Among our many new writers, Amy D. Burke looks beyond the glowing reports of declining welfare rolls to the real meaning of “welfare reform.” Manuel DeLanda provides our first account of the debate over property rights on the Internet (we will return to this issue). Kanti Bajpai reiterates for an American audience the arguments he has been making in India against the deployment of nuclear weapons. n But our chief focus this fall is on schools and students. Over many years, the left has written about and worked on education because the schools were taken to be one possible instrument of an egalitarian politics. Today they are pretty much the only instrument that is still in discussion. The idea of equality hardly arises anywhere except in arguments about educational policy. We shouldn’t accept that restriction, but we should join the argument wherever it is going on. The pieces by Jennifer Hochschild, Norm Fruchter, Adolph Reed, Jr., Katie Terezakis, Monty Neill, Leo Casey, and Andrew Felton all address the question, What are the best ways of providing a decent start to children from different racial groups and social classes?

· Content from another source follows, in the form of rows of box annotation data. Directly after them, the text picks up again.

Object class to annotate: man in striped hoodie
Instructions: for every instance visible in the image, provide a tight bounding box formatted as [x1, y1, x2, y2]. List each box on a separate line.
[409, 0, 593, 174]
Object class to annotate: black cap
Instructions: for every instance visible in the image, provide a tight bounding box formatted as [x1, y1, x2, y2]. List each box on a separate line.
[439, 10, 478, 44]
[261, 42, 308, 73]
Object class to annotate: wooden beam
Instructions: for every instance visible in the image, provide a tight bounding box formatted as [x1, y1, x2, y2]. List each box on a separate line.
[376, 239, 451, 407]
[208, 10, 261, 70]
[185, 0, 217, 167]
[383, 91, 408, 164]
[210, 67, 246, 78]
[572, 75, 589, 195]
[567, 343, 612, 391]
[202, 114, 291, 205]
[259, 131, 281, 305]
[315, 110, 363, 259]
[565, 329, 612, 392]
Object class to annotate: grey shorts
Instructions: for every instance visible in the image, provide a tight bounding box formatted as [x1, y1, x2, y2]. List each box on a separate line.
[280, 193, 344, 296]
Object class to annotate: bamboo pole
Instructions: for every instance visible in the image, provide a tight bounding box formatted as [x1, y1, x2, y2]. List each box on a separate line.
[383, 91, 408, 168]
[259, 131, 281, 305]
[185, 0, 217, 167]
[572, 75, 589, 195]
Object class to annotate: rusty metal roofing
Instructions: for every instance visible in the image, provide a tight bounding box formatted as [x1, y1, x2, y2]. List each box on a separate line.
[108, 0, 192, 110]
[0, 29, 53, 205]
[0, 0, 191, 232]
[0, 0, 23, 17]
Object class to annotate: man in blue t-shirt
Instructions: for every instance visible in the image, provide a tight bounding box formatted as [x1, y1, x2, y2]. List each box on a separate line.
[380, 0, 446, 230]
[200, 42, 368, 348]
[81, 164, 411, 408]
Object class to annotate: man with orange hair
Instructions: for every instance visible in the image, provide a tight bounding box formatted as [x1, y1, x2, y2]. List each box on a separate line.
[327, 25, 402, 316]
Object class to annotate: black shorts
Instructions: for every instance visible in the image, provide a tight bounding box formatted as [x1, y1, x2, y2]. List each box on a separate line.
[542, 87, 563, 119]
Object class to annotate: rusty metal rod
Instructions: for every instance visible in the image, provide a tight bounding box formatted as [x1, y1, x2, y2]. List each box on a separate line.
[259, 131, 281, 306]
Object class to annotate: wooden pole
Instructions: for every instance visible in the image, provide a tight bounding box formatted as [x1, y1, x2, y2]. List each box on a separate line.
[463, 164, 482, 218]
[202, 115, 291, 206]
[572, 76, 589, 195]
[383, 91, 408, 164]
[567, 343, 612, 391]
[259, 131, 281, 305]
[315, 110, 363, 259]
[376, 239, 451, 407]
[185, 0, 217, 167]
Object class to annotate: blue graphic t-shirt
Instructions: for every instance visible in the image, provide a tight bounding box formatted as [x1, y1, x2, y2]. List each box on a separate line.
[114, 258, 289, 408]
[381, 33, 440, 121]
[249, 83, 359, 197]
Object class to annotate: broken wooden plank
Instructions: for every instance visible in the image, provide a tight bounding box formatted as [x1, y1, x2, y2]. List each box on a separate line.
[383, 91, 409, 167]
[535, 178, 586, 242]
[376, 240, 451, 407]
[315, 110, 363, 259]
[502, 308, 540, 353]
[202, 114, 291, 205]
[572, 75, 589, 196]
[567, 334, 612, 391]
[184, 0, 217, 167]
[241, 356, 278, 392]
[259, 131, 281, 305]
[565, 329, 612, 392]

Schools are also important because they provide a relatively secure base for ideological debate and political action. The last years have brought a revival of student politics, and Rachel Neumann, Gordon Lafer, and Jeffrey C. Isaac (to whom Liza Featherstone responds) provide accounts and critiques of what is going on. What’s going on isn’t what went on in the sixties, though there are always people pretending to reenact the heady days of yesteryear. Mostly the activity is more practical, more local—organizing graduate students, defending campus wage workers, campaigning against university dealings with third world sweatshops. There are ideological justifications for all of this, as is only right, but most of these activities stop short of world-historical pretension. Which is also, right now, only right.